Le parquet général a requis la confirmation du jugement déféré sur la déclaration de la culpabilité de E A et de Moussa F G et sur les sanctions pénales prononcées, ainsi que la délivrance d’un mandat d’arrêt à l’encontre de Moussa F G.
Les résultats des investigations réalisées dans le cadre de la présente procédure ont été objectivement et soigneusement rapportés et analysés dans le jugement déféré au contenu duquel la cour renvoie pour leur exposé, et dont elle adopte les motifs pour considérer que l’ensemble des charges qui ont été réunies suffisent à établir que les prévenus E A et Moussa F G ont été les auteurs des faits qui leur sont respectivement reprochés et qui caractérisent les délits et la contravention dont ils ont été qualifiés, qu’ils doivent en être déclarés coupables et que, eu égard à leur passé judiciaire et aux circonstances de la cause, les nouvelles infractions particulièrement graves qu’ils ont commises justifient pleinement les condamnations pénales qui leur ont été infligées par le tribunal.
En fonction des éléments communiqués et des pièces produites, le tribunal a fait une exacte appréciation de la recevabilité de la constitution de partie civile régularisée par la société INTERMARCHE, de l’indemnisation du préjudice qui lui a été causé par le délit dont elle a été victime, et de la responsabilité civile du prévenu Moussa F G, et une application équitable de l’article 475-1 du code de procédure pénale.

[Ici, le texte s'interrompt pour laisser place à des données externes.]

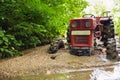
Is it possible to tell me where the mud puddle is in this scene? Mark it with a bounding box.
[6,66,114,80]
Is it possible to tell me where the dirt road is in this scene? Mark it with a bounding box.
[0,45,116,79]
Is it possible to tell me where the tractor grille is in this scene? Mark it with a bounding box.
[74,36,89,44]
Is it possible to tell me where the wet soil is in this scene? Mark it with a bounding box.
[0,45,117,80]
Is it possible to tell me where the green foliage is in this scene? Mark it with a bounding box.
[112,0,120,35]
[0,31,21,58]
[0,0,88,57]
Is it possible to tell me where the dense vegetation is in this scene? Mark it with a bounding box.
[0,0,88,58]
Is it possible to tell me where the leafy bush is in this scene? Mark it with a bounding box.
[0,0,87,57]
[0,31,21,58]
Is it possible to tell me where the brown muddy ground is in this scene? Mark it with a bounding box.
[0,45,116,80]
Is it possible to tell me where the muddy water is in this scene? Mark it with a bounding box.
[10,71,92,80]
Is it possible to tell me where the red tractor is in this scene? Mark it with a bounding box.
[67,12,117,58]
[67,15,96,56]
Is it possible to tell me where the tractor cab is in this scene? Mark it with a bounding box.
[67,14,95,56]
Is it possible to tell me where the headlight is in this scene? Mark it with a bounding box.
[85,21,91,28]
[72,21,77,27]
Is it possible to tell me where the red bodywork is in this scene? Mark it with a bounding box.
[70,18,96,47]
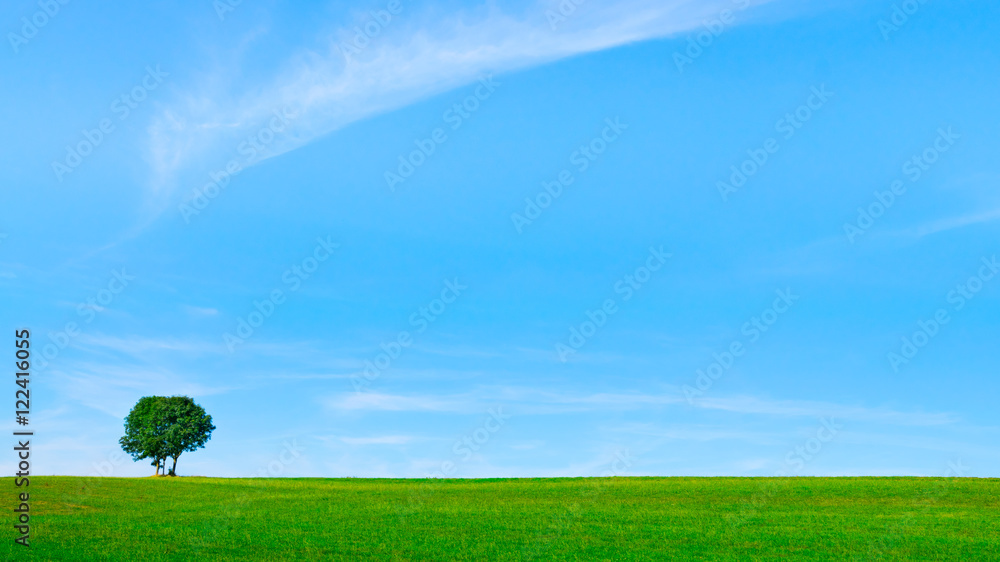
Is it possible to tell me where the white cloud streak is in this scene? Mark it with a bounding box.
[149,0,770,195]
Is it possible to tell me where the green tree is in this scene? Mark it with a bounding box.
[119,396,215,476]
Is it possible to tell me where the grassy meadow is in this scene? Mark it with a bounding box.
[9,476,1000,560]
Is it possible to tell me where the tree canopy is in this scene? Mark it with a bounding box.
[118,396,215,475]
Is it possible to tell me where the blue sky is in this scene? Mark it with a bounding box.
[0,0,1000,477]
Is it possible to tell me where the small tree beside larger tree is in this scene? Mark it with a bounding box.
[118,396,215,476]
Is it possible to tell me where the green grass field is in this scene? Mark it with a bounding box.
[9,477,1000,560]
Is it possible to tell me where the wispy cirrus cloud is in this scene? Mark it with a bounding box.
[149,0,770,195]
[323,387,961,427]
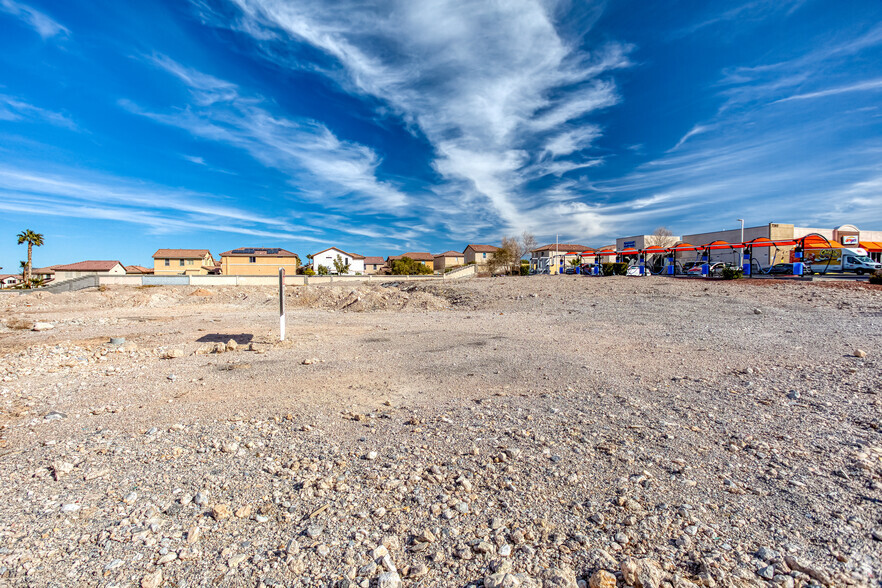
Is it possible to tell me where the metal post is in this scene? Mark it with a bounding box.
[279,267,285,341]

Il convient en conséquence de confirmer le jugement déféré en toutes ses dispositions pénales et civiles dans les limites des appels, étant précisé que la lettre adressée à la cour le 14 mai 2007 par la société INTERMARCHÉ ne saurait valoir désistement de son action civile ou renonciation aux droits qui lui ont été reconnus.
En application de l’article 465 du code de procédure pénale, et en raison de la nécessité de faire assurer efficacement et dans les meilleurs délais l’exécution de sa peine de 18 mois d’emprisonnement par Moussa F G, dont le procès-verbal de recherche infructueuse dressé le 30 janvier 2007 à son domicile déclaré atteste qu’il n’offre pas de garanties de représentation, la cour estime nécessaire de décerner mandat d’arrêt à son encontre.
PAR CES MOTIFS
LA COUR
statuant publiquement et par arrêt contradictoire devant être signifié au prévenu Moussa F G et à la société INTERMARCHÉ,
partie civile,
En la forme
Déclare les appels recevables.
Au fond
Confirme le jugement rendu en la cause le 8 novembre 2006 par le tribunal correctionnel de ROUEN en toutes ses dispositions pénales et civiles dans les limites des appels.
Y ajoutant,
Décerne mandat d’arrêt à l’encontre de Moussa F G, en application de l’article 465 du code de procédure pénale.
Le Président, conformément aux dispositions de l’article 707-3 du Code de Procédure Pénale, rappelle que si le montant de l’amende est acquitté dans un délai d’un mois à compter du prononcé de l’arrêt ou de sa signification, ce montant est diminué de 20 % sans que cette diminution puisse excéder 1500 Euros et que dans ce cas le paiement volontaire de l’amende ne fait pas obstacle à l’exercice des voies de recours.
La présente procédure est assujettie à un droit fixe de 120 Euros, dont sont redevables E A et Moussa F G.
EN FOI DE QUOI LE PRÉSENT ARRÊT A ÉTÉ SIGNÉ PAR LE PRÉSIDENT ET LE GREFFIER Madame Patricia ROSEE-LALLOUETTE.